Loial olhou para ela, apreensivo.
— Perrin, tem certeza de que não pode…
— Não — interrompeu Perrin, com educação. — Ela é turrona e gosta de joguinhos. Não vou bancar o palhaço para ela. — O rapaz ignorou o som que saía das profundezas da garganta de Faile, que mais parecia um gato encarando um cão estranho, a postos para o ataque. — Aviso assim que estiver pronto.
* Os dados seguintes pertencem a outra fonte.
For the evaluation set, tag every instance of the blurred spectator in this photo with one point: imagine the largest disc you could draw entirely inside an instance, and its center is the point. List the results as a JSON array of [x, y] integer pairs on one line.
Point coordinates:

Começou a se dirigir à porta, e Faile gritou, furiosa:
— “Quando” sou eu quem decide, Perrin Aybara. Eu e Loial. Está ouvindo? É melhor que esteja pronto em duas horas, ou vamos deixar você para trás. Pode nos encontrar no estábulo do Portão da Muralha do Dragão, se for. Está me ouvindo?
Perrin sentiu-a se aproximando e bateu a porta atrás de si no mesmo instante que algo se chocou com força contra a madeira. Um livro, pensou. Loial daria um ataque por causa disso. Era melhor bater na cabeça do Ogier do que estragar algum de seus livros.
Por um instante, ficou apoiado na porta, desesperado. Tudo o que fizera, tudo por que passara, ter que fazer Faile odiá-lo, e, no fim das contas, ela estaria lá para vê-lo morrer. A parte boa é que agora talvez Faile ficasse contente com isso. Mulher teimosa, turrona!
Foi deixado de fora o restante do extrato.